Dante Alighieri poneva all'Inferno i diffusori di “fake news” ante-litteram
Vien da dire che l'animo umano, anche nel corso dei secoli, non è cambiato poi così tanto se, già nell'Inferno di Dante, vengono condannati i propagatori di “fake news”. Il “Sommo poeta”, ovviamente, non usa questi termini, ma parla propriamente di “falsari di parola”. Siamo nella decima bolgia dell'ottavo cerchio (Malebolge), dove vengono puniti i falsari. I canti sono il XXIX e il XXX dell'Inferno.
Sono
divisi in quattro gruppi, ovvero i falsari di metalli (alchimisti), di persona,
di parola e di monete. Veniamo dunque ai “falsari di parola”, che sono quelli
che ci interessano. Come spesso accade nella “Divina Commedia”, vengono
presentati da un altro personaggio, Mastro Adamo, a cui Dante chiede notizia di
loro. Mastro Adamo era un falsario “di metalli” e dovrebbe trattarsi,
presumibilmente, di un artigiano inglese vissuto a Bologna intorno al 1270 che
fu istigato dai suoi padroni, i Conti Guidi di Romena, a falsificare il fiorino
di Firenze. Con questa accusa fu arso sul rogo nel 1281. Dante, come detto, gli
chiede chi sono i due dannati che sono accanto a lui e che bruciano per la
febbre. Mastro Adamo li presenta proprio come “falsari di parola” e si tratta
della moglie di Putifarre, Faraone d'Egitto che, secondo la Bibbia, aveva
accusato ingiustamente Giuseppe di violenza, e il greco Sinone che aveva
ingannato i Troiani con il falso racconto del cavallo di Troia.
Se
la moglie di Putifarre è solo nominata, Sinone è protagonista di uno scontro
fisico e verbale piuttosto aspro che merita di essere riportato.
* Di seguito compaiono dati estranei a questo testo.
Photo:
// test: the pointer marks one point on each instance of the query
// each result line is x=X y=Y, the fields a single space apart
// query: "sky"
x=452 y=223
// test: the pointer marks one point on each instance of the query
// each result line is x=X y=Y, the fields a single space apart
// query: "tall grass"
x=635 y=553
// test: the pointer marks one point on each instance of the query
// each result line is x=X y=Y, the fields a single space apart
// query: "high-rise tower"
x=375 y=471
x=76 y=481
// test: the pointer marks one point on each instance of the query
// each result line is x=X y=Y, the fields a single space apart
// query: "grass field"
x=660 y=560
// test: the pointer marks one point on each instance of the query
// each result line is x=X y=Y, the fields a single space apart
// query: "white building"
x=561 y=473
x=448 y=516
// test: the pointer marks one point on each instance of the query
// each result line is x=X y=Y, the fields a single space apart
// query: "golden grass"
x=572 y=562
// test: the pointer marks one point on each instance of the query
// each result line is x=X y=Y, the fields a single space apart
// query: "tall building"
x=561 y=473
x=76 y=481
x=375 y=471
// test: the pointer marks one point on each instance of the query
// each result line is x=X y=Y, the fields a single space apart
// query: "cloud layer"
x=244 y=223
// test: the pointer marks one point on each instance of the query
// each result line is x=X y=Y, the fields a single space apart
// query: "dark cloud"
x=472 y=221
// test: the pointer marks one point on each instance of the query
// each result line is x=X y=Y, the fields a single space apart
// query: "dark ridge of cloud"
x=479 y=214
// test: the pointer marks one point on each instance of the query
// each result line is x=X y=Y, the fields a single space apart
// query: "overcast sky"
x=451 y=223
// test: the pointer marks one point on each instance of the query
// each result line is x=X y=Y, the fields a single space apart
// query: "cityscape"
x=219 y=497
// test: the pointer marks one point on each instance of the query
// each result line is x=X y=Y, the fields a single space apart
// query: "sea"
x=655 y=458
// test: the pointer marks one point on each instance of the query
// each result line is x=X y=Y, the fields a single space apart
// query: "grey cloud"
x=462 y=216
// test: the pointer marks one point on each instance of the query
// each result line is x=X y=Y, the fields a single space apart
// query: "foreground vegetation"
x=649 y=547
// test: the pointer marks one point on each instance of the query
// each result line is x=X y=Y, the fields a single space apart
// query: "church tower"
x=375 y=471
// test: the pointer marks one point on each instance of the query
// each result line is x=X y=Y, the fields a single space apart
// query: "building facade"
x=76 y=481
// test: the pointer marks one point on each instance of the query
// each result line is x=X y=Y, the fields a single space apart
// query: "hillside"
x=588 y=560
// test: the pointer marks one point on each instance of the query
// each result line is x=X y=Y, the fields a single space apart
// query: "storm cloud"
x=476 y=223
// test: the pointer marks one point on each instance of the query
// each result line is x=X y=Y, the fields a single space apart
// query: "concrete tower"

Dopo essere
stato nominato, infatti, Sinone colpisce con un pugno nella pancia Mastro Adamo
che, a sua volta, risponde con uno schiaffo. Da lì prende le mosse un dialogo
interessante sulla falsità delle altrui azioni e delle proprie parole. Sinone
rinfaccia all'altro il fatto di avere le mani svelte, ma di non averle avute
così rapide quando finiva al rogo. In compenso nessuno lo batteva quando si
trattava di falsificare le monete
Mastro
Adamo che, visto che soffriva di idropisia, viene definito l'idropico, gli
rinfaccia le false parole usate a Troia, quando gli era stato chiesto, invece,
di dire la verità.
Ond’ei rispuose: "Quando
tu andavi
al fuoco, non l’avei tu così presto;
ma sì e più l’avei quando coniavi".
E l’idropico: "Tu di’ ver di questo:
ma tu non fosti sì ver testimonio
là ’ve del ver fosti a Troia richesto".
Le
terzine successive sono ancora più significative perchè Sinone, da vero
creatore di “fake news” ante-litteram, non sembra rendersi conto ancora della
gravità della sua colpa, tanto da asserire di essere stato condannato “per un
fallo” (per un errore), mentre la falsificazione delle monete, ossia del conio,
è secondo lui un reato ben più grave, più di quello di tanti altri condannati
all'inferno. Mastro Adamo, però, lo inchioda alle sue colpe, e gli dà dello
spergiuro e, dopo aver gonfiato la pancia, gli ricorda che tutto il mondo sa
che è colpevole, visto che è stato scritto sull'Eneide.
"S’io dissi falso, e tu
falsasti il conio",
disse Sinon; "e son qui per un fallo,
e tu per più ch’alcun altro demonio!".
"Ricorditi, spergiuro, del cavallo",
rispuose quel ch’avëa infiata l’epa;
"e sieti reo che tutto il mondo sallo!".
In
conclusione, anche ai tempi di Dante, chi diffondeva false notizie creava
scompiglio. Allora non esistevano ancora i giornali, i social e il web, ma le
falsità facevano male anche allora. Dante ha pensato così bene di punire tutti
i falsari, anche quelli di parola, spedendoli all'Inferno.
A
noi basterebbe che i principali social network intervenissero segnalando e
rimuovendo, costantemente e in modo definitivo, i contenuti sospetti o
palesemente falsi. Qualcosa si sta muovendo, ma ancora troppo lentamente.